Le processus de reconduction est intrinsèquement lié à cette question. Sur ses pages Web, le Fonds informe les lecteurs que « le conseil d’administration [où tous les pays sont représentés] peut élire un directeur général à la majorité des suffrages exprimés ». Précisant toutefois : « Dans le passé, [le conseil] a procédé par consensus. » En réalité, un accord tacite et ancien entre Européens et Américains veut que les premiers décident de qui dirigera le FMI, tandis que les seconds ont le dernier mot pour la direction de la Banque mondiale. Et si le FMI a officiellement adopté « un processus ouvert, transparent et fondé sur le mérite » pour choisir ses directeurs généraux, celui-ci ne sert, à la vérité, que pour contrôler la pertinence des choix faits par les Européens.

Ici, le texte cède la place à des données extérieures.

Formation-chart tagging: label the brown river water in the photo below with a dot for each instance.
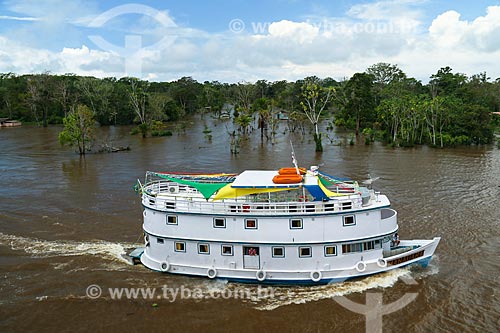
(66, 220)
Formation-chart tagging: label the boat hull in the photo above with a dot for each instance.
(421, 254)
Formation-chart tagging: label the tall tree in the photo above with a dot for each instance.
(315, 98)
(79, 129)
(360, 102)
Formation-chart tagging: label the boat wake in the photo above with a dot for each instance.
(38, 248)
(272, 297)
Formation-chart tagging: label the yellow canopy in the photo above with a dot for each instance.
(330, 193)
(229, 192)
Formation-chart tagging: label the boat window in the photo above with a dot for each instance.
(227, 250)
(219, 222)
(350, 248)
(180, 247)
(305, 251)
(250, 223)
(278, 252)
(330, 250)
(349, 220)
(346, 205)
(171, 219)
(368, 245)
(295, 223)
(203, 248)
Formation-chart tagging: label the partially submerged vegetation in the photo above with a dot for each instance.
(380, 103)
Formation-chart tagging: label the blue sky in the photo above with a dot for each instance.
(238, 40)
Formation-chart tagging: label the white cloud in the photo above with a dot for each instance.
(384, 31)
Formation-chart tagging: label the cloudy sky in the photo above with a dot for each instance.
(239, 40)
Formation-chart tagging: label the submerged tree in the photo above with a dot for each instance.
(79, 126)
(315, 99)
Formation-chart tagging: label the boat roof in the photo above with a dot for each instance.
(259, 179)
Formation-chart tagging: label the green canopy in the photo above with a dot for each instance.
(206, 189)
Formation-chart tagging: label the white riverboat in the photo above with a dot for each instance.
(286, 226)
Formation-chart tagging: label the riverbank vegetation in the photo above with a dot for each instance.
(382, 102)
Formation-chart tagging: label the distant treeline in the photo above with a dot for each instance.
(382, 101)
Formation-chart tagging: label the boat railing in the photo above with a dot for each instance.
(158, 195)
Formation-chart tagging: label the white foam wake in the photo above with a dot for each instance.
(63, 248)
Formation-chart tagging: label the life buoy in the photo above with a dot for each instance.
(211, 273)
(360, 266)
(382, 262)
(316, 276)
(291, 171)
(164, 266)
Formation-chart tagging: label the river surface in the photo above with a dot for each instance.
(66, 220)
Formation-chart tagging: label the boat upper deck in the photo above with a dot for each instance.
(254, 192)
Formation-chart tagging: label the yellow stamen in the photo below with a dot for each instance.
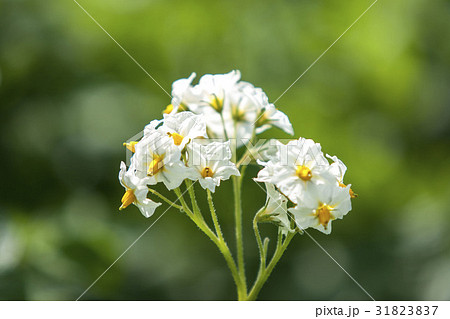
(168, 109)
(216, 103)
(323, 213)
(237, 114)
(303, 172)
(127, 199)
(156, 165)
(177, 138)
(207, 172)
(262, 119)
(352, 193)
(130, 146)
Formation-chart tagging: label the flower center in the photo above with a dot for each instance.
(156, 165)
(237, 114)
(130, 146)
(303, 172)
(128, 199)
(262, 119)
(352, 193)
(323, 212)
(207, 172)
(216, 103)
(168, 109)
(177, 138)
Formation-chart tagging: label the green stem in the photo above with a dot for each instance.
(238, 218)
(260, 245)
(183, 202)
(168, 201)
(224, 128)
(214, 216)
(264, 275)
(190, 189)
(223, 247)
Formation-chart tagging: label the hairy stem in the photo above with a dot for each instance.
(264, 275)
(221, 244)
(214, 216)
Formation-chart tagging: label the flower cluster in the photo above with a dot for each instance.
(184, 145)
(201, 137)
(181, 146)
(302, 174)
(233, 108)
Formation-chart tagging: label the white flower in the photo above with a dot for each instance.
(211, 163)
(159, 159)
(338, 169)
(275, 209)
(232, 108)
(215, 89)
(297, 165)
(135, 192)
(320, 205)
(184, 126)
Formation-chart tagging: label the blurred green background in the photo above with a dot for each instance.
(69, 97)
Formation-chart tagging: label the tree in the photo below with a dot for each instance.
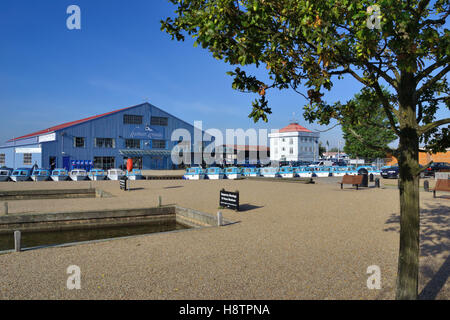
(322, 149)
(309, 44)
(368, 121)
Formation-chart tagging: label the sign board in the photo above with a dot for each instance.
(28, 150)
(147, 132)
(123, 184)
(47, 137)
(229, 199)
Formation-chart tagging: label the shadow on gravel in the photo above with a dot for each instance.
(434, 243)
(248, 207)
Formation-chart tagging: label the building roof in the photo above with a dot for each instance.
(68, 124)
(294, 127)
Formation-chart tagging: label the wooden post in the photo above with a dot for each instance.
(17, 237)
(219, 218)
(426, 185)
(377, 182)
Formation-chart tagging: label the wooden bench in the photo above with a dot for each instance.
(354, 180)
(441, 185)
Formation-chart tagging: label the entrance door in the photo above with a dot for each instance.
(52, 163)
(66, 163)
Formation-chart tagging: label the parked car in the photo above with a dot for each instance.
(436, 167)
(391, 172)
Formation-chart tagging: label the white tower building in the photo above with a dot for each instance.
(294, 143)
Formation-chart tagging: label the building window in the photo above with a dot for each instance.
(132, 143)
(27, 158)
(158, 144)
(104, 143)
(78, 142)
(104, 163)
(132, 119)
(137, 162)
(159, 121)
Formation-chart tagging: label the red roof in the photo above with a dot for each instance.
(294, 127)
(67, 124)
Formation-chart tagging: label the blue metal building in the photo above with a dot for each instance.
(141, 132)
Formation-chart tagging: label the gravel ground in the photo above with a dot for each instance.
(292, 241)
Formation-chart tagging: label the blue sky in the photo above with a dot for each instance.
(50, 75)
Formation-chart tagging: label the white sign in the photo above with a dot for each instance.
(28, 150)
(47, 137)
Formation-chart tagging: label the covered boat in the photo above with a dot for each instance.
(5, 173)
(233, 173)
(78, 174)
(40, 175)
(303, 172)
(270, 172)
(321, 171)
(135, 174)
(195, 173)
(21, 174)
(287, 172)
(59, 175)
(97, 174)
(251, 172)
(339, 171)
(115, 174)
(214, 173)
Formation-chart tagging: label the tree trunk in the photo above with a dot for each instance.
(408, 159)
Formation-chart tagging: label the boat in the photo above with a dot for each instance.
(270, 172)
(251, 172)
(351, 171)
(135, 174)
(287, 172)
(40, 175)
(97, 174)
(195, 173)
(303, 172)
(21, 174)
(5, 173)
(115, 174)
(339, 171)
(233, 173)
(214, 173)
(59, 175)
(321, 171)
(78, 174)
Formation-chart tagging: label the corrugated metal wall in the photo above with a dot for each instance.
(110, 126)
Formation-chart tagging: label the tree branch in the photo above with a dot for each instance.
(432, 81)
(431, 126)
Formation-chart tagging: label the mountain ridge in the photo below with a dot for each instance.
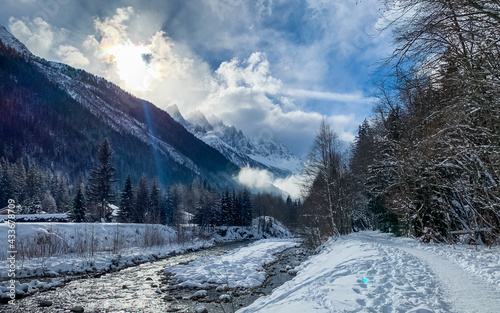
(256, 152)
(51, 89)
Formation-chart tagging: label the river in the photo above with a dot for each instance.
(142, 288)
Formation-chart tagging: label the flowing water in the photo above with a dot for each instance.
(142, 288)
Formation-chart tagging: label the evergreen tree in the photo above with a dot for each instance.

Cette convenance pose problème, et tout le monde devrait s’en apercevoir. Il est essentiel pour le Fonds que tous les pays puissent avoir confiance en l’institution et penser qu’elle agit de manière équitable pour tous ses membres lorsqu’elle doit prendre des décisions difficiles, quand il s’agit par exemple d’aider tel ou tel pays et de décider des termes de l’aide. Les pays les plus puissants ne se gênent pourtant pas pour trouver des exceptions aux règles officielles. La crise de la zone euro a mis en évidence ce conflit d’intérêts. Le Fonds a lui-même critiqué après coup, dans son évaluation, la « manière superficielle » dont il avait pris ses décisions, pointant son choix, notamment, de court-circuiter les procédures habituelles en revenant sur le cadre adopté en 2002 afin de permettre aux pays européens des recours exceptionnels.